Always appreciate your helpful advice.

Thanks


----------



## darkoman (Jul 21, 2015)

Please could you red the paragraphs written below and provide your feedback. Thanks

My wife and I share many interests together including movies, music, food and I am particularly struck by her sense of humour, honesty and commitment. We enjoy cinema, eating out, shopping, visiting family and friends and love to entertain and socialise together. Every Friday is the family night where we stay up till late with our children, watching movies, playing various family games till late night. Being of the similar religious background we jointly celebrate all the events together with our 3 children and we have built a very strong bond between us as family. Our children share many mutual friends within our neighborhood and circle of friends. 

My wife and I have a very similar philosophy on life and we have the same views on the importance of family and being kind to people. To have my wife and her son back with us in the UK would provide us with the opportunity to live as a loving family.

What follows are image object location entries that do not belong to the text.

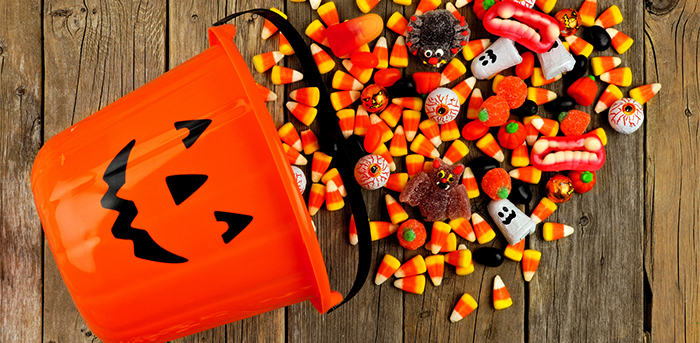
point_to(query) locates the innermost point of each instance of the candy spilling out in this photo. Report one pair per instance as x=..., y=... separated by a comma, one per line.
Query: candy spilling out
x=410, y=119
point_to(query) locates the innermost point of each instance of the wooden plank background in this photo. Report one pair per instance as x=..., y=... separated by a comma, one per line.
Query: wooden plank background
x=630, y=273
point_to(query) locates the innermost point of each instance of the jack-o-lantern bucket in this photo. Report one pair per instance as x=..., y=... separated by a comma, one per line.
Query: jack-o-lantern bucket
x=174, y=209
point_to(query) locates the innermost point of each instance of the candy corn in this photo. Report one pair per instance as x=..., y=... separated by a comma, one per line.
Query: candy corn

If this application is successful, we look forward to making United Kingdom our home as living in the United Kingdom will give us the opportunity to enjoy culturally diversity, liberal values, social cohesion, multi faith relations which provides families like ours with the great sense of belonging. Our plans for the future include having a child together and being able to live like a strong family unit once again.

Yours sincerely,


----------



## Joppa (Sep 7, 2009)

Yes, getting there. Still too wordy but acceptable.


----------



## darkoman (Jul 21, 2015)

Thanks Joppa,

I will try to revise it again in few days as I am sure I can do better.


----------